Вильдерин несколько раз прошелся по комнате из угла в угол, и без всяких предварительных объяснений начал говорить:
– Я познакомился с ней, когда мне исполнилось десять. Аззира была на несколько лет старше. Я встретился с ней у той же статуи, что и с тобой, Айн. Это она рассказала мне ее историю. Просто подошла и ни с того ни сего начала рассказывать. Когда закончила, я хотел поклониться. Но она сказала: "Не люблю рабов". А потом, знаешь, уголки ее губ так опустились, будто она смотрела на раздавленное насекомое. И я передумал кланяться – я как-то сразу понял, что она имела в виду: она хотела сказать, что не любит рабское поведение, а не самих рабов. Несколько раз после этого случая она показывала мне свои рисунки. Не знаю, зачем. Кажется, она хорошо ко мне относилась, но по ней никогда нельзя было понять, что точно она думает.
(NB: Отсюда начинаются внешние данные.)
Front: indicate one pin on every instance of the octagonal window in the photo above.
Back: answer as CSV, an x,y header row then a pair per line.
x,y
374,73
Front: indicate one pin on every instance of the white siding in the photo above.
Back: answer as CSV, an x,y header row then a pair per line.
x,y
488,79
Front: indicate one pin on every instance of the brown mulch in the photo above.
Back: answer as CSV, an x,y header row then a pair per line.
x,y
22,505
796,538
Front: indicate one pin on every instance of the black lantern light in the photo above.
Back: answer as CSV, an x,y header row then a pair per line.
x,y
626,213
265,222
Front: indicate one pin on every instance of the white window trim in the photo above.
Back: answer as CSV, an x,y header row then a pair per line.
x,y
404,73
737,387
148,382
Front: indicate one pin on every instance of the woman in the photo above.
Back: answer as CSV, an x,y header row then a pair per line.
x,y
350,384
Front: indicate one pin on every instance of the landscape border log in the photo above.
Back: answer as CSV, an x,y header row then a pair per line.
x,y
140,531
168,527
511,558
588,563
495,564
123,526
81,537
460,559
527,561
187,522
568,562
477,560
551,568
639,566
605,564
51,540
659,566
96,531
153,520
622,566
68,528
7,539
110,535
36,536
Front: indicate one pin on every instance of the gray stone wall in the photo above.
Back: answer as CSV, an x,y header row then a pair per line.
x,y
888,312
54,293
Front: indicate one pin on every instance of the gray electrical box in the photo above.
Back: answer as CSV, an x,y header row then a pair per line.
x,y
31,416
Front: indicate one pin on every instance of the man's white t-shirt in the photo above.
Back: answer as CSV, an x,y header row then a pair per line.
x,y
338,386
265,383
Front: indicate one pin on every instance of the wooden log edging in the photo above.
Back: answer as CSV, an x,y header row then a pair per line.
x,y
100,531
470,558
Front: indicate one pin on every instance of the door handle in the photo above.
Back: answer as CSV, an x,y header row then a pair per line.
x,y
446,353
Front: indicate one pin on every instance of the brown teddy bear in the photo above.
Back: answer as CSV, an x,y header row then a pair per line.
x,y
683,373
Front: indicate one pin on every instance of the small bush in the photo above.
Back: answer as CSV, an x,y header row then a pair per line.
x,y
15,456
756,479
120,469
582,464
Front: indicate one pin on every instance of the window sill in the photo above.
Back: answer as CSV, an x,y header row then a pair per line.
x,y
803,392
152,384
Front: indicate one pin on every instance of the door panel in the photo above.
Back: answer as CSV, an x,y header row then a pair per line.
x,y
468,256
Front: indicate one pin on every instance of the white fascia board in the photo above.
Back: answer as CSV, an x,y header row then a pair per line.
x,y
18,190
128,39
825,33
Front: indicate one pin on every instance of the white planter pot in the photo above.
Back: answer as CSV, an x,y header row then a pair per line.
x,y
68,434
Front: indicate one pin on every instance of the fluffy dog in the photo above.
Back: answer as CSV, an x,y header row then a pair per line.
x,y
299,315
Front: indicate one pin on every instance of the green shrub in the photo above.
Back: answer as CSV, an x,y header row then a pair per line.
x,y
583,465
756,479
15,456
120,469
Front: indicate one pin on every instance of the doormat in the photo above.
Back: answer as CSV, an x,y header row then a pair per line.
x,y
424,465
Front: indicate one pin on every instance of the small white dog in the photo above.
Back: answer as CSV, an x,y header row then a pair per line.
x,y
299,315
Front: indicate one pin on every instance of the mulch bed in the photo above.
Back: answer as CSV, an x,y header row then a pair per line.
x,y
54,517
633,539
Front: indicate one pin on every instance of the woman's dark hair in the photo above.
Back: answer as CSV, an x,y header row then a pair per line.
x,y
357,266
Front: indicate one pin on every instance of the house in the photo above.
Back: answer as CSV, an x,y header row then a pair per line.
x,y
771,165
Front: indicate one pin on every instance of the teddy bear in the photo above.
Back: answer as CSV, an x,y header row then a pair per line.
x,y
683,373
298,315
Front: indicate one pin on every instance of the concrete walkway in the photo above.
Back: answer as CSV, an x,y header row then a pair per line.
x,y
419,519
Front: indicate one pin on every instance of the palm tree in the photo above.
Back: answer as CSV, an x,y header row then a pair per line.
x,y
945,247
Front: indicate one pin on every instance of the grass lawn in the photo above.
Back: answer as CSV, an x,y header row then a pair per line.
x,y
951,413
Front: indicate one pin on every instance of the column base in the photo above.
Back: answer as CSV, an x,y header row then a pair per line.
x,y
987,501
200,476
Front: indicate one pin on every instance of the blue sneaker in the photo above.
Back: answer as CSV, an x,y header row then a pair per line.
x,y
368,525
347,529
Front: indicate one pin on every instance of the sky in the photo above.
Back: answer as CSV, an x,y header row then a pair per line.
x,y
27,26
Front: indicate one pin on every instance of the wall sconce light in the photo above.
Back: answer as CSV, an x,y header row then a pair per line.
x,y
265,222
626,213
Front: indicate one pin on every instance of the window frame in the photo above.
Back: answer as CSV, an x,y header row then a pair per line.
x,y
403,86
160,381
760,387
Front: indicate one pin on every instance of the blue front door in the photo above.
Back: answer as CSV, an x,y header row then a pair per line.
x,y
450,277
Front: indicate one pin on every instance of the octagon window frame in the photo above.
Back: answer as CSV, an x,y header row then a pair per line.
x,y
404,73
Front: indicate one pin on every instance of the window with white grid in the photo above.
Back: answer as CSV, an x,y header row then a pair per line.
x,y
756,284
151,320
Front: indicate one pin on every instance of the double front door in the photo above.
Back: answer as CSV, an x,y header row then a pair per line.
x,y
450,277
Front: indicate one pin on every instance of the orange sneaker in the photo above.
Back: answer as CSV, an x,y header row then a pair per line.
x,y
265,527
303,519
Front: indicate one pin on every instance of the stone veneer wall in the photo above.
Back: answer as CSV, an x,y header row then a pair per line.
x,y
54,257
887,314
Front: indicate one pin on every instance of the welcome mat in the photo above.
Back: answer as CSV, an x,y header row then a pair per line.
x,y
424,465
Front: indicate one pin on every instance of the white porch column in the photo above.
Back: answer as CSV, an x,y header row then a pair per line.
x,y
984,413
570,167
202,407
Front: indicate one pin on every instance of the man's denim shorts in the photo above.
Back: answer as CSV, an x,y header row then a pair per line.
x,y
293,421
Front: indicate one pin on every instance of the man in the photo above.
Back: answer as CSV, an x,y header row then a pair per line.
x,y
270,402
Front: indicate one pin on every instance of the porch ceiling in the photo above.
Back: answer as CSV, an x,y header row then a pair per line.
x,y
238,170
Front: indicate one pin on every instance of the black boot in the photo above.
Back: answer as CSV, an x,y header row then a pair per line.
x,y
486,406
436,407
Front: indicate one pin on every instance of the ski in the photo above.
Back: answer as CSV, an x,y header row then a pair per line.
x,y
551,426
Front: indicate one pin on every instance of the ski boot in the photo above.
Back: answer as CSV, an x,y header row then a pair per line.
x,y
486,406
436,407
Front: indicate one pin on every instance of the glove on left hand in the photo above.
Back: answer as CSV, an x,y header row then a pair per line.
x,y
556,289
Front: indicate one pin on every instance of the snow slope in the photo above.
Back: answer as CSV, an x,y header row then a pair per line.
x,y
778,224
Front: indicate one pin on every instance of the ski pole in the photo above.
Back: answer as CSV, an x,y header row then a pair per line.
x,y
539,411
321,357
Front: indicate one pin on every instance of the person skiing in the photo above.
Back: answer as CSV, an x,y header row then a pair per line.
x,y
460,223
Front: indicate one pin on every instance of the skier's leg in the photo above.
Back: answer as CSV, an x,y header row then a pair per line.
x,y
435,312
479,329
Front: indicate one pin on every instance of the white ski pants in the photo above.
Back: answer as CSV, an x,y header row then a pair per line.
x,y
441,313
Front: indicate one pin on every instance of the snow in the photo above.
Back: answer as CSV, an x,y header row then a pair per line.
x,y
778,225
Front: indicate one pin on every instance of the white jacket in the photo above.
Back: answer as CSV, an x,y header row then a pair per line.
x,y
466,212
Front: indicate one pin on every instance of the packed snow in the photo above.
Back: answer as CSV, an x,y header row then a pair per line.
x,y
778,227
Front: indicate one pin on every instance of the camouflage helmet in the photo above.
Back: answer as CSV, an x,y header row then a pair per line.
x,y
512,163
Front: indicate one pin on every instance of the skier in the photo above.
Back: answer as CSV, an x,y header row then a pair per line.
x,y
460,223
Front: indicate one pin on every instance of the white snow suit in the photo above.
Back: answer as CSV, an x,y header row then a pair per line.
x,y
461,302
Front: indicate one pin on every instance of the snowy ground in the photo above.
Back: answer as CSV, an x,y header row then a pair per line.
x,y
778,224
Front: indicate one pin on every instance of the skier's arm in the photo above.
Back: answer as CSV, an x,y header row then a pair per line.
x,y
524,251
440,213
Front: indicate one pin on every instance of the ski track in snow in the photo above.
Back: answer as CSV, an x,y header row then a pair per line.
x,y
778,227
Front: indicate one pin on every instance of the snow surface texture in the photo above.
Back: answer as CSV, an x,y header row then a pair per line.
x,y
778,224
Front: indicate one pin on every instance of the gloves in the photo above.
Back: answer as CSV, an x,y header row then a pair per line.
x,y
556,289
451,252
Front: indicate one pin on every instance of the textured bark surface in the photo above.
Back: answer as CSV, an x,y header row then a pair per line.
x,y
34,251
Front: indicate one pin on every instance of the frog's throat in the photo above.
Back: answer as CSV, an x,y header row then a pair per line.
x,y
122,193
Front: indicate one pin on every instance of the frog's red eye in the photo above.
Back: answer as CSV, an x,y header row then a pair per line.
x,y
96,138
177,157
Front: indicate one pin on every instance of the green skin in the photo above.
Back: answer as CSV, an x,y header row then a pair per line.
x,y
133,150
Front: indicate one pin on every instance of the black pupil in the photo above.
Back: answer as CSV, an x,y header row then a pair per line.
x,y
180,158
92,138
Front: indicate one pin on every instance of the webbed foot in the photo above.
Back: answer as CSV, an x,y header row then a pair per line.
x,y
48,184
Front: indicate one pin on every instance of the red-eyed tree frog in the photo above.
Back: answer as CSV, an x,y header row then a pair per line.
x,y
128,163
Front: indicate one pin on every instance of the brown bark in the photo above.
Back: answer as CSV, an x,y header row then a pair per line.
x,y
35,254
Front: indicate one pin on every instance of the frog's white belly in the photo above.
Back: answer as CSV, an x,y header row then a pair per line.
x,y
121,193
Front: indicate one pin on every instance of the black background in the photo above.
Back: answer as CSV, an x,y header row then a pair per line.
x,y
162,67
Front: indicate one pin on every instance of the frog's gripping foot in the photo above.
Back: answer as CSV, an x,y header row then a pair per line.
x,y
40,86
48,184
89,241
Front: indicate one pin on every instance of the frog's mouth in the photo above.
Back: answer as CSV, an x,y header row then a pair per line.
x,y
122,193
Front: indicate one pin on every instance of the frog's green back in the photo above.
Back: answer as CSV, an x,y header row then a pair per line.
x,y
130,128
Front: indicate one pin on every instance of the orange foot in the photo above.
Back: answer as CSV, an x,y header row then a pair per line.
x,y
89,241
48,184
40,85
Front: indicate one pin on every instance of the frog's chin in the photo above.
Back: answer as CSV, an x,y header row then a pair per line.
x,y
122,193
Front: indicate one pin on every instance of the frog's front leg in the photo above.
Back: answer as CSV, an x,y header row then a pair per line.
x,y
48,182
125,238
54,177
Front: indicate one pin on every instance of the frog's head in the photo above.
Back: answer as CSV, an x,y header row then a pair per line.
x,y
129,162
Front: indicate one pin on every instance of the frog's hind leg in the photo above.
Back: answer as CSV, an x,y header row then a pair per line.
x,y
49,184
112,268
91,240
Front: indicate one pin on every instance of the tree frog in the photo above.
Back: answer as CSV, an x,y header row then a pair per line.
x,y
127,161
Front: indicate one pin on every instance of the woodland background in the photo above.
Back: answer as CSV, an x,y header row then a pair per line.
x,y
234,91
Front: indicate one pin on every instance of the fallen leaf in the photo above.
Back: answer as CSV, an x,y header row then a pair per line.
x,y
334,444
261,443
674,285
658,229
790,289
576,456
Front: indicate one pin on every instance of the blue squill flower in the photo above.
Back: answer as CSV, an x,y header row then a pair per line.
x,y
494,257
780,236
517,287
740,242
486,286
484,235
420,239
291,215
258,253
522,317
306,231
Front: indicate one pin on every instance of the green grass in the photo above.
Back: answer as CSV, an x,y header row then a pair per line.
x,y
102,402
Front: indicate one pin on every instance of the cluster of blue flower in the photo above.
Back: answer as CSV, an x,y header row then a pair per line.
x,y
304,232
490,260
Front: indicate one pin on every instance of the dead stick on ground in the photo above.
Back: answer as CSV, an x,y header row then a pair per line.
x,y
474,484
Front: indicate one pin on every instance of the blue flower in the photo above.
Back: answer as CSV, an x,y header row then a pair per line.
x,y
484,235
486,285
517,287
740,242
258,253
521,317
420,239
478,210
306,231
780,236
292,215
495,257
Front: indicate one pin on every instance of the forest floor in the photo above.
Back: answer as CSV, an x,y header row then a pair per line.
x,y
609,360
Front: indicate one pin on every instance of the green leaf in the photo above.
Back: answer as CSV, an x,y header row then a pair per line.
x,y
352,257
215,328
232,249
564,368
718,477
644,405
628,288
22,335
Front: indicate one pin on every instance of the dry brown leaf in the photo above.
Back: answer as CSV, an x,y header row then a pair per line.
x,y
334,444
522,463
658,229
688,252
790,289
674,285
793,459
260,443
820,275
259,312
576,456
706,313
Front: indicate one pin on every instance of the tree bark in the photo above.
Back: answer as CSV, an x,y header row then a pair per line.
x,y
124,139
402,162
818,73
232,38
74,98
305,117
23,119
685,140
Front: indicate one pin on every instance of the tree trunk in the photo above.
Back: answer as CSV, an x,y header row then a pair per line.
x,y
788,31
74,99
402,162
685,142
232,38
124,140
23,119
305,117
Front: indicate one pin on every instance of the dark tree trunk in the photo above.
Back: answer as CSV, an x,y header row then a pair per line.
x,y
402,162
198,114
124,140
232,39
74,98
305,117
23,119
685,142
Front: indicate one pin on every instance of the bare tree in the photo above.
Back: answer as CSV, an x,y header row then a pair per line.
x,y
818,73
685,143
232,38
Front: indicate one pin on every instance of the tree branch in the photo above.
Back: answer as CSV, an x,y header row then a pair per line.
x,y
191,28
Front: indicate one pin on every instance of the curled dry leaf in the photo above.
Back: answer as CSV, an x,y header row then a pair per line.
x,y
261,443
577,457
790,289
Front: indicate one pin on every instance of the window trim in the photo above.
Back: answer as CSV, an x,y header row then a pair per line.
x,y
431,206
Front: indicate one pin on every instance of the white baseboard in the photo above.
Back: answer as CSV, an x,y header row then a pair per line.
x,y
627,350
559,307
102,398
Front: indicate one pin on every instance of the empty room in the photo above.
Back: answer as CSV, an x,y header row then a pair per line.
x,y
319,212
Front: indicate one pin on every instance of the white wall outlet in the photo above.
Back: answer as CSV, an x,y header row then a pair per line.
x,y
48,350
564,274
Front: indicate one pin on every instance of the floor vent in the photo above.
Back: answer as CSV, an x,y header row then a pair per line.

Она редко говорила, еще реже – смеялась. По крайней мере, так, как смеются дети. Никогда. Самое большее, что я видел на ее лице – кривую усмешку. Но иногда она пронзительно хохотала, и тогда ее сразу уводили и закрывали в комнате. Аззира совсем не походила на ребенка, она действительно многих пугала, даже взрослых. Что касается Латторы, то я пару раз видел, как они стояли друг напротив друга. Аззира просто смотрела на нее, а Латтора почему-то бледнела и дрожала. Возможно, что-то такое видела в ее глазах. В этой девчонке, Аззире, всегда присутствовало что-то зловещее Она молчаливой была, какой-то отстраненной. Но взгляд ее, знаешь, был куда красноречивее ее языка. И рисунки со стихами… – Вильдерин прервал сам себя и оживленно воскликнул. – Сейчас я тебе покажу!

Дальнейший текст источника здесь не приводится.